Memang, puasanya bisa disebut insidental, terpaksa, dan tentu tanpa niat, alias sebenarnya tidak ikhlas. Berbeda dengan berpuasa kala Ramadan. Itu sudah berniat dan ikhlas, karena itu bagian dari ibadah, khususnya bagi kaum muslim.
Selain itu, bedanya berpuasa insidental ala anak kos adalah faktor ekonomi. Ketika anak kos (misalnya) tidak makan sehari, karena memang tidak ada uang cukup untuk makan di hari itu.
Sedangkan, kala Ramadan, justru cukup aneh melihat orang berpuasa dapat berbuka dengan makanan-makanan lezat. Di satu sisi itu ironi, di sisi lain itu juga berkah bagi anak kos. Misalnya, dengan bergabung ke momen ngabuburit di masjid/mushola, maka akan ada menu berbuka puasa yang jelas lebih lezat dari mi instan.
Lalu, bagaimana kalau sudah tiba bulan Ramadan, masih pandemi, dan itu harus dihadapi anak kos?
Secara pribadi, sejak Ramadan 2020, saya memilih tidak ngabuburit. Bahkan, di awal Ramadan 2021 juga belum terpikirkan untuk ngabuburit, seperti di masjid/mushola atau bersama teman.
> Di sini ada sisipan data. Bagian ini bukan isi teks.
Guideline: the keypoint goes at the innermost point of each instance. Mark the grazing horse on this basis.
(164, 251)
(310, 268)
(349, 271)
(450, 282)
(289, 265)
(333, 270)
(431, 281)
Artinya, ada potensi untuk mengalami pengeluaran uang yang seadanya untuk tetap dapat mencukupi kebutuhan berbuka puasa dan bersahur. Tentu, ini perlu ada persiapan sejak sebelum datang Ramadan, agar kala Ramadan tidak sepenuhnya "berdarah-darah".
Cara sederhana yang saya lakukan adalah membiasakan diri untuk berbelanja dengan menyisakan uang yang dibawa. Berapa pun nominal yang dibawa, uang itu harus ada sisanya.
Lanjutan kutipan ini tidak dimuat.